Starts with a vector input
Computes a value based on vector
Stores the value in a dict with the vector as the key
Randomly removes a value from the vector and replaces it with another from a distribution

At the end I try to access a value from the dict but get:

julia> haskey(results,collect(keys(results))[1])
false

Here is a full MWE:

function poprand!(v)
    """Remove random variable from vector v"""
    return splice!(v, rand(1:length(v)))
end

begin
    inputs = collect(1:4)
    results = Dict{Vector{Int64}, Float64}()
    for _ in 1:5
        inputs = collect(sort(tuple(inputs...)))
        results[inputs] = rand(1:100)
        @assert haskey(results,inputs)
        poprand!(inputs)
        push!(inputs, rand(1:100))
    end
end

haskey(results,collect(keys(results))[1]) # false

Why is this occurring?

I’m using version 1.10.0-beta2

GunnarFarneback · September 1, 2023, 7:22am

I don’t know exactly what goes on but it’s related to mutating keys after they have been stored in the dictionary. Simpler MWE:

ulia> v = [1]
1-element Vector{Int64}:
 1

julia> d = Dict(v => 1)
Dict{Vector{Int64}, Int64} with 1 entry:
  [1] => 1

julia> haskey(d, v)
true

julia> haskey(d, [1])
true

julia> v[1] = 2
2

julia> d
Dict{Vector{Int64}, Int64} with 1 entry:
  [2] => 1

julia> haskey(d, v)
false

julia> haskey(d, [1])
false

julia> haskey(d, [2])
false

julia> haskey(d, first(keys(d)))
false

Benny · September 1, 2023, 7:25am

The hash value used to put the entry in the dictionary is computed from the key, and that does not change when you mutate the key. When you index with an equal value, it computes a different hash value and fails to find the key.

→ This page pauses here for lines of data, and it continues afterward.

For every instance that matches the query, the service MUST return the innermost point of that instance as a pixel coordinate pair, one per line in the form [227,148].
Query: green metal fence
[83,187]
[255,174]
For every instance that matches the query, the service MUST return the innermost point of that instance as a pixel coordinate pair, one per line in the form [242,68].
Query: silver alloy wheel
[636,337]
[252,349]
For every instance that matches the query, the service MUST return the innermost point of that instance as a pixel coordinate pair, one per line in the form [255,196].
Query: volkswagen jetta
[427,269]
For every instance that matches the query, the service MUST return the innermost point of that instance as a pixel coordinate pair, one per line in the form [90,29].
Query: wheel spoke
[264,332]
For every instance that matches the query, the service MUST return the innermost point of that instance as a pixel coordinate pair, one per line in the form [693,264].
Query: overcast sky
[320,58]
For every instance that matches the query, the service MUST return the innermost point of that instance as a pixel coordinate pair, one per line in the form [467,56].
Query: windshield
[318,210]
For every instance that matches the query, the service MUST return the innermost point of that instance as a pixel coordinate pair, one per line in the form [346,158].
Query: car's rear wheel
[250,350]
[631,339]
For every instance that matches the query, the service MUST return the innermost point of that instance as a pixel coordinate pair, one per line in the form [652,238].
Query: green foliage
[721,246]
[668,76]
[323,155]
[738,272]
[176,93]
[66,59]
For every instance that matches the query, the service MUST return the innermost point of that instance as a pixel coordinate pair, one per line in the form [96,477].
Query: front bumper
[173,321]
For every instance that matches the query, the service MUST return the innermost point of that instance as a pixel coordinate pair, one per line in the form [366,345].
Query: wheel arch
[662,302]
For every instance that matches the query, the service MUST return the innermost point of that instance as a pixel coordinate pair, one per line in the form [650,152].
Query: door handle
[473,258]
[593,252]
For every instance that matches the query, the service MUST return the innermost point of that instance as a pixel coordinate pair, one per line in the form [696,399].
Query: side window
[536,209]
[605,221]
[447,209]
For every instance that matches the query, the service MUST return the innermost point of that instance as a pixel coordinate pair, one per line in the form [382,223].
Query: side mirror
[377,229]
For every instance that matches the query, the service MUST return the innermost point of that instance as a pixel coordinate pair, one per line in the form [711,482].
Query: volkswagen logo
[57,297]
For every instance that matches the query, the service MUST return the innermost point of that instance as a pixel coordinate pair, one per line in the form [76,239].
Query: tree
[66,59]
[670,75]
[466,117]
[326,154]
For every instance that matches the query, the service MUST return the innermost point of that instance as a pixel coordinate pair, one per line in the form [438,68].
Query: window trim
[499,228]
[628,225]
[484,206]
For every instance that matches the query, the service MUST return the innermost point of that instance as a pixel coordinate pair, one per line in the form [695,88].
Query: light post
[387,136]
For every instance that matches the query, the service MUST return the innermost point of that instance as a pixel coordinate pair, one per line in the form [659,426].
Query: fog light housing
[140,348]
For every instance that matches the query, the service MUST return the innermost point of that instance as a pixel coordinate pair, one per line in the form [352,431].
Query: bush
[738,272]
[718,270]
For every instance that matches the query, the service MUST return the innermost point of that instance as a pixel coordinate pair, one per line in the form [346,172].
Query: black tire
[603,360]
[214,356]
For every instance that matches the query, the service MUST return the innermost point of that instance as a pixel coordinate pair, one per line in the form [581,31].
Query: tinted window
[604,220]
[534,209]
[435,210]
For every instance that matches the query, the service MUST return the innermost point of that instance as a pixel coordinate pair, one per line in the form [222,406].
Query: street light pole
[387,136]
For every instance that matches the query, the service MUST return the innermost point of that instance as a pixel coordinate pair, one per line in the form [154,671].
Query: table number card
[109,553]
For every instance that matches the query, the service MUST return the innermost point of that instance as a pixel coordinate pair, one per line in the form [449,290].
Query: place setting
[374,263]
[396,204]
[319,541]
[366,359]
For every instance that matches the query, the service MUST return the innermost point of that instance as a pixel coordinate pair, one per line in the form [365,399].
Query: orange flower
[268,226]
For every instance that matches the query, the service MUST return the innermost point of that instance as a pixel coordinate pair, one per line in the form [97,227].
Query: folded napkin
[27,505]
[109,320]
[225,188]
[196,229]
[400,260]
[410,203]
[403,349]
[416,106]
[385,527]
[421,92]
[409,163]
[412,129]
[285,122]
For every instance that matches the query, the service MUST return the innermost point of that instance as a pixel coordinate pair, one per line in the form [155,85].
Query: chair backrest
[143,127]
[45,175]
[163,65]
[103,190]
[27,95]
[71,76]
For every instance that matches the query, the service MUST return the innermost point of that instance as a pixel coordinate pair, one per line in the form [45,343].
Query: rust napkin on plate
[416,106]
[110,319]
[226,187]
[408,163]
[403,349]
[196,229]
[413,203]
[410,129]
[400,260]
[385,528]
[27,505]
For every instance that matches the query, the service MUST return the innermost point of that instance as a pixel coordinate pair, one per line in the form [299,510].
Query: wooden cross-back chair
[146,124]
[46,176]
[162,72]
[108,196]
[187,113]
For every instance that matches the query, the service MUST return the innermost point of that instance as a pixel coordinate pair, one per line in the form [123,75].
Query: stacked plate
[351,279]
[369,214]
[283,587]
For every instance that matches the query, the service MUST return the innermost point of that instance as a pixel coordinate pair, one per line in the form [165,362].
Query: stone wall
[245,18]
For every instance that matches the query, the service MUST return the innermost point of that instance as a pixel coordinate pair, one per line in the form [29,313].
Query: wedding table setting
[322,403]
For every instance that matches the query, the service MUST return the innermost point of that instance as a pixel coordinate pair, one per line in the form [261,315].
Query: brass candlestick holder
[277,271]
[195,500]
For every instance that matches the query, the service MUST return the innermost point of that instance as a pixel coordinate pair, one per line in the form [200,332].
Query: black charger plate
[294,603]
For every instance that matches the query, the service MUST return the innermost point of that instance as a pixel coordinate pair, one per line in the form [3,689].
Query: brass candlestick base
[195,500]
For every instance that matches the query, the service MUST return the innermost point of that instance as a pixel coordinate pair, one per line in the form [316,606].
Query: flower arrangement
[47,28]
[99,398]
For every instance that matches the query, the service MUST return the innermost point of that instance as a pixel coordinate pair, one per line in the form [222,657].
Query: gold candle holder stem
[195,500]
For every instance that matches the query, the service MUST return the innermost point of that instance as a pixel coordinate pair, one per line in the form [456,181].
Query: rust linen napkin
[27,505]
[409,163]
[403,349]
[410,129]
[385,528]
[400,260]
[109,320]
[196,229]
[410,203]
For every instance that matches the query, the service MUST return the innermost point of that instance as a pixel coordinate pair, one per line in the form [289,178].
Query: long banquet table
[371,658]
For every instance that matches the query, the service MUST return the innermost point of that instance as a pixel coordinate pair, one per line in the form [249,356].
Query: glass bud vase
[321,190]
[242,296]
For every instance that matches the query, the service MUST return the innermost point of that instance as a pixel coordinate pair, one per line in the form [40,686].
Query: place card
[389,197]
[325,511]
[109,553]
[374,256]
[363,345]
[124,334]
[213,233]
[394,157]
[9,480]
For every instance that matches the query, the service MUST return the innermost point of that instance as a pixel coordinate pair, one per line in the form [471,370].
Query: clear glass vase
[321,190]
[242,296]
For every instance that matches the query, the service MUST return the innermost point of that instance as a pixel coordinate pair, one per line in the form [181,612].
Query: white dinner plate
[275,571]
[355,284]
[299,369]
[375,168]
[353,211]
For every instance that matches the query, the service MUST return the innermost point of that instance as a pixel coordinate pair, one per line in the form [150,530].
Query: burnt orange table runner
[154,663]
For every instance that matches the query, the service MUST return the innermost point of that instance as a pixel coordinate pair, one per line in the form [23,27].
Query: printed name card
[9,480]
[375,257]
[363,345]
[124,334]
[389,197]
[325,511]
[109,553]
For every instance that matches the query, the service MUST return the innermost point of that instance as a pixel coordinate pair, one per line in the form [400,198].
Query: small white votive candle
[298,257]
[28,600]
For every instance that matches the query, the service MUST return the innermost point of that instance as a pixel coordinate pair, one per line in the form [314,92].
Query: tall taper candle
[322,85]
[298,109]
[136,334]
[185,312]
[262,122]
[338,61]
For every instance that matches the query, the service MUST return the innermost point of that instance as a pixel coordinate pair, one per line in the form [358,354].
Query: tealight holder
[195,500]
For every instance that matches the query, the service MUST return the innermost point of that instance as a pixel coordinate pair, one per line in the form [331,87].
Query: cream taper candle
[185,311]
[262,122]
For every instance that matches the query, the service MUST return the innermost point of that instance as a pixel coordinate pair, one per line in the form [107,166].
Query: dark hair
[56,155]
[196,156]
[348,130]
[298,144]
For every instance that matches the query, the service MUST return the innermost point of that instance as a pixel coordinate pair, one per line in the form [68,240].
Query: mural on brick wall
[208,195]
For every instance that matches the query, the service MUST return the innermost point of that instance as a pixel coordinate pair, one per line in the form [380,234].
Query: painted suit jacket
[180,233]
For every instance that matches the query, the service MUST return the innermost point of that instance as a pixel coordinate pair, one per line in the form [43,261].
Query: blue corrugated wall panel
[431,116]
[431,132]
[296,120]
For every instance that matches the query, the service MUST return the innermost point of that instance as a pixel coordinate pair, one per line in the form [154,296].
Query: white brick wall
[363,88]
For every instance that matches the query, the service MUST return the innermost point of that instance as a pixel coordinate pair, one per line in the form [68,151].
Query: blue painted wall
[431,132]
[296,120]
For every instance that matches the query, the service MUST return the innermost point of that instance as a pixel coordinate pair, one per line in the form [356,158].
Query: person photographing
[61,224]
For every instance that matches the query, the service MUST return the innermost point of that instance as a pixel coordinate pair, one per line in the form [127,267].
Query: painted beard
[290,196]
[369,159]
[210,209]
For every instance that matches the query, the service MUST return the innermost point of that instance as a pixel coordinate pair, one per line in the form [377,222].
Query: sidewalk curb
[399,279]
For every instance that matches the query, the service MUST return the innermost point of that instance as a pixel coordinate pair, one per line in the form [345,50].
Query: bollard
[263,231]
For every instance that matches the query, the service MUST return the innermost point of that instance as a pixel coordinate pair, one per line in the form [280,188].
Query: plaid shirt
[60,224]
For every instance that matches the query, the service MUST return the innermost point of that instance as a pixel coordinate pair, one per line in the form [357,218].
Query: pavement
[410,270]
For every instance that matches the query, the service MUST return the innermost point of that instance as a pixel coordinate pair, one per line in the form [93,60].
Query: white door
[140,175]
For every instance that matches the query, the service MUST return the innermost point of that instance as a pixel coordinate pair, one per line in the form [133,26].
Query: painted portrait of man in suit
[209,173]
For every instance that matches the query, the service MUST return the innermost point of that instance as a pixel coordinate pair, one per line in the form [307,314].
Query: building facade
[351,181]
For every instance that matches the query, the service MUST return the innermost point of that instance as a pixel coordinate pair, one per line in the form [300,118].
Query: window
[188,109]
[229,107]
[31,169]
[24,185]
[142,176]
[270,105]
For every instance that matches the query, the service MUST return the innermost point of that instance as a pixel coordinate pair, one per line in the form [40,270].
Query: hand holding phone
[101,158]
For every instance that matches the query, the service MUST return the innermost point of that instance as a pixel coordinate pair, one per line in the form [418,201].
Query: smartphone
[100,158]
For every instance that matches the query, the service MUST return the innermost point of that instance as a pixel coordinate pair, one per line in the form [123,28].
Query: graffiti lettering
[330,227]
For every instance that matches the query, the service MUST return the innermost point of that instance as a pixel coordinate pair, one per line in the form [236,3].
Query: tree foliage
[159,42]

this_josh · September 1, 2023, 7:35am

I wondered about mutation but when viewing keys(results) and hash.(keys(results)) each value was unique whereas I thought this issue would mean all entries would mean there would be duplicates in hash/key (although this doesn’t make sense now I think about it).

However, adding a copy to the key (results[copy(inputs)] =...) makes the example work, so you’re right it is mutating keys.

But this copy based solution doesn’t seem ideal. Is there a better way?

Sukera · September 1, 2023, 7:52am

Depends on what you mean with “better”. Using mutable values as keys and mutating them is inherently not good, so the only other option is to keep the old object around, so that you can access the value stored in the Dict later again. By definition, if you use a different object as a key, you’re going to get a different or no value at all.

Can you perhaps reword your algorithm, so that it doesn’t require storing mutable objects in a dictionary?

this_josh · September 1, 2023, 8:07am

For the purposes of what I’m doing, I’ll just do results[tuple(inputs...)] which then gives me immutable keys.

digital_carver · September 1, 2023, 9:35am

I’m more asking this than suggesting: is using IdDict here a good idea/solution? Any downsides to it?